In the months since, Broyde’s name has occasionally popped up in news reports, finding that Broyde’s biography continued to claim he was a judge on the Beth Din of America. As recently as this past winter, Broyde was still listed as an instructor of rabbinical judge candidates at an institution Broyde founded, the Atlanta Dayanut Institute.
The new synagogue Broyde is leading, which has been temporarily named the New Toco Shul, is launching without a permanent rabbi, according to an announcement from the synagogue’s president, Yaacov Freedman, a producer at the TV network HLN. Instead, it is being led by a “Rabbinic Vaad” that consists of Broyde and two colleagues who are both rabbis and also affiliated with Emory University. Rabbi Don Seeman is a former assistant rabbi to Broyde and is an associate professor of religion at Emory; according to dozens of sources, Seeman has been a vocal advocate for Broyde within Emory, the Orthodox rabbinate, and the Atlanta Jewish community. Rabbi Shlomo Pill is a PhD candidate in Broyde’s law and religion department at Emory’s law school, and a graduate of Broyde’s rabbinical judge training program.

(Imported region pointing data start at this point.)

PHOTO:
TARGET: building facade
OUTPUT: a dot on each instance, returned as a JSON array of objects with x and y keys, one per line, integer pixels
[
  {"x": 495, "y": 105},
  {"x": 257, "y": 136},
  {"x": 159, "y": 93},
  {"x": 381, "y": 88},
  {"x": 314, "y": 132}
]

The synagogue’s announcement declared that it will apply for membership in the largest Orthodox synagogue membership association, the Orthodox Union, “once a permanent board of directors is elected.” The synagogue’s holiday schedule lists four classes to be taught by Broyde in the coming month, two by Pill, and one by Seeman.
The synagogue’s interim board includes a staff writer at the local Jewish newspaper, the Atlanta Jewish Times, Suzi Brozman, and local community members Akiva Gimpelevich, Mordechai DeLuca, Ilana Gimpelevich, Jodi Lewis Lipsitz, and Rhondda May.
The synagogue’s building, a private home, is owned by Miriam and Izahk Abramov, according to Dekalb County property records, and was listed for sale in September of last year for $269,000, according to Zillow.com.